Eliezer lifted both arms towards the heavens and intoned, ‘Abram, true believer of the one –’ he mumbled a word that vaguely sounded like Adonai – ‘I’ve come to tell you that Sodom is doomed.’ Beneath the black hood, his eyes glazed. A drop of moisture slinked from his lips. ‘I have seen visions that give me no rest. Sodom is filled with debauchery that turns people into monsters as if born from some other place, far far away beyond the stars. Bordellos filled with madams and idolators, the slaying of innocents, the worship of chopped livers and pickled tongues. I tell you, these people are insane. They fight all night about Seth and Horus, and they hack each other to death and set themselves on fire.’
‘But,’ Lot interjected in a soft voice, ‘what have you come to prophesise to us? Aren’t all these things going on right now before our very eyes?’

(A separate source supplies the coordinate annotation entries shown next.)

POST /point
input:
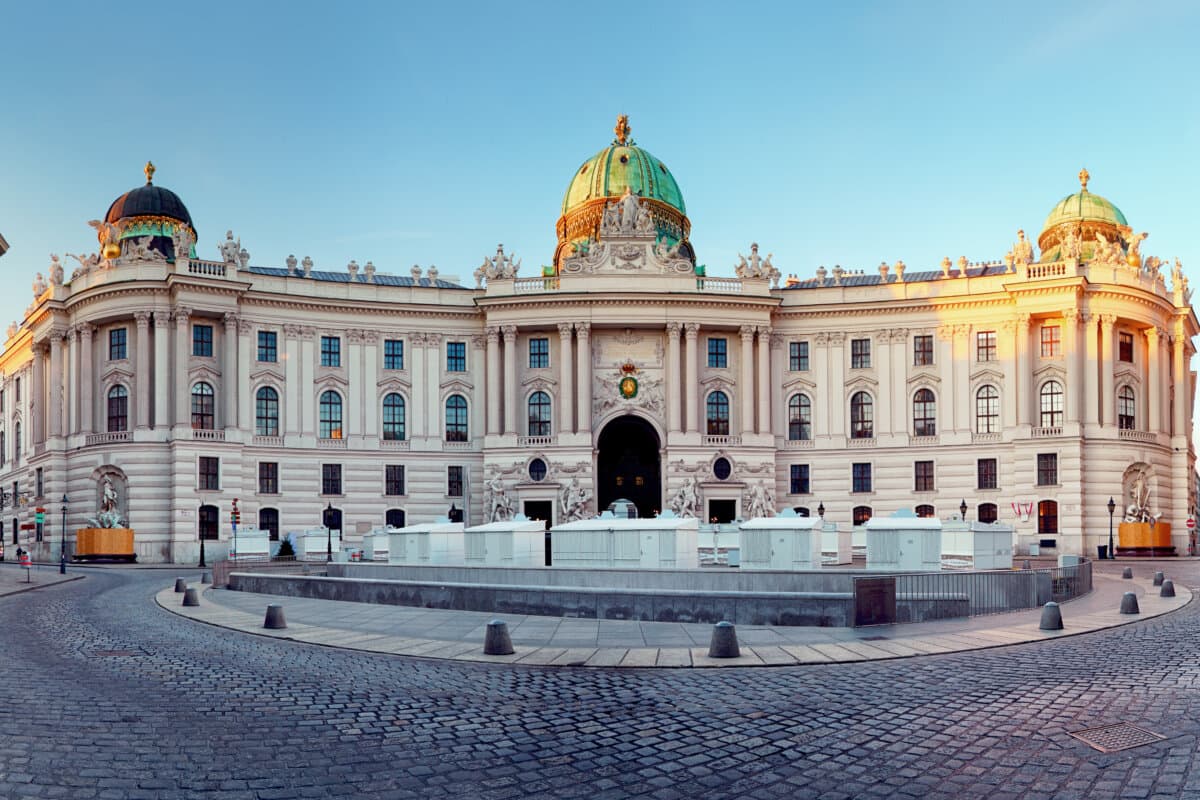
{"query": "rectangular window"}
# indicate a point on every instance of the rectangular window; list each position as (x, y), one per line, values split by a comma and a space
(268, 347)
(718, 353)
(985, 346)
(268, 477)
(202, 341)
(862, 477)
(1051, 342)
(456, 356)
(799, 479)
(923, 476)
(923, 350)
(330, 479)
(117, 344)
(210, 476)
(539, 353)
(394, 479)
(861, 354)
(798, 356)
(1048, 469)
(1125, 347)
(330, 350)
(985, 474)
(394, 354)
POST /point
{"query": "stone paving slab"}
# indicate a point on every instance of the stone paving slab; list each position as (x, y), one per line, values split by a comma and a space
(459, 636)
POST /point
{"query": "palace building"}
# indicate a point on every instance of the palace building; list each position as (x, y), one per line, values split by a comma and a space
(1032, 388)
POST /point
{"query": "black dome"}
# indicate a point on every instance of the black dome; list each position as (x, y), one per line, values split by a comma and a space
(149, 200)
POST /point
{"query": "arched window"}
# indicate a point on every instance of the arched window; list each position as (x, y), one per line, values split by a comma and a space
(330, 415)
(924, 414)
(118, 409)
(269, 521)
(267, 411)
(1126, 414)
(988, 410)
(718, 414)
(1048, 517)
(1051, 404)
(456, 419)
(799, 417)
(862, 416)
(394, 417)
(202, 407)
(539, 414)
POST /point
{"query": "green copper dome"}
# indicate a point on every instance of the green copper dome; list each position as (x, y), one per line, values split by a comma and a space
(619, 166)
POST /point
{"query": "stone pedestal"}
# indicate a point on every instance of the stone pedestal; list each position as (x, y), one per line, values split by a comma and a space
(1144, 540)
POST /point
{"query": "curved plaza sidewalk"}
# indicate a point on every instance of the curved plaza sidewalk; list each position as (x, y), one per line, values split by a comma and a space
(570, 642)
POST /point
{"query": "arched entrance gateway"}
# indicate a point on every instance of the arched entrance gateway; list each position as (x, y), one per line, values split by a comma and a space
(628, 465)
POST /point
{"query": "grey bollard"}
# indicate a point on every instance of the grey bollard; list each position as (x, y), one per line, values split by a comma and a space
(275, 620)
(1129, 603)
(725, 642)
(1051, 617)
(497, 642)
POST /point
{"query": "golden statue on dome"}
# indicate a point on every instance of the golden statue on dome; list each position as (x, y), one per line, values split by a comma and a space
(622, 128)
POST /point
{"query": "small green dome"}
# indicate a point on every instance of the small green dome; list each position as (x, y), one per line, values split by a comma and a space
(619, 166)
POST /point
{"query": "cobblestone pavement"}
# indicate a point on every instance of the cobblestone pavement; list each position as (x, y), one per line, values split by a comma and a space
(113, 697)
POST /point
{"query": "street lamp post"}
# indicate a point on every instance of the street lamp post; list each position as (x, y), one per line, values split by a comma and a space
(329, 535)
(1113, 507)
(63, 553)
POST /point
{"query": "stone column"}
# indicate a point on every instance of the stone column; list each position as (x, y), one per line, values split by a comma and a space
(87, 360)
(1182, 383)
(1155, 379)
(1108, 374)
(37, 403)
(565, 380)
(229, 372)
(763, 385)
(161, 368)
(142, 370)
(183, 394)
(493, 379)
(1091, 368)
(583, 372)
(745, 385)
(675, 378)
(510, 378)
(1025, 397)
(54, 396)
(691, 396)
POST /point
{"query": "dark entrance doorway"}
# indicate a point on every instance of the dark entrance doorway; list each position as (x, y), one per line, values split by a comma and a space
(629, 465)
(541, 510)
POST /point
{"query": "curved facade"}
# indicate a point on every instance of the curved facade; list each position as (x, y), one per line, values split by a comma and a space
(1033, 391)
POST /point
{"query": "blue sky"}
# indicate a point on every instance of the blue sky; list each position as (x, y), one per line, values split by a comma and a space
(832, 133)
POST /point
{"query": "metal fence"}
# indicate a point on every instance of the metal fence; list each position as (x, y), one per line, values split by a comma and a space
(947, 595)
(287, 565)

‘Yes, but I have Litvin with me for a reason. You see –’ Eliezer trembled, then clutched his chest. He staggered and Lot eased him to a rock, where he sat and collected his wits.
Uncle Abe certainly had weird friends; but then again, thought Lot, what would you expect from a 99-year-old hell-raising idol-smashing camel-rodeo wino?
‘Listen,’ said Abe, ‘the Prophet Eliezer has been telling me for weeks that Adonai is going to wipe out Sodom with violent winds, hailstorms, fire blasts from the sky, sulphuric flames shooting from the earth, and if you thought the Ark flood was bad, there’s going to be a flood here, too, and it’s going to be a killer –’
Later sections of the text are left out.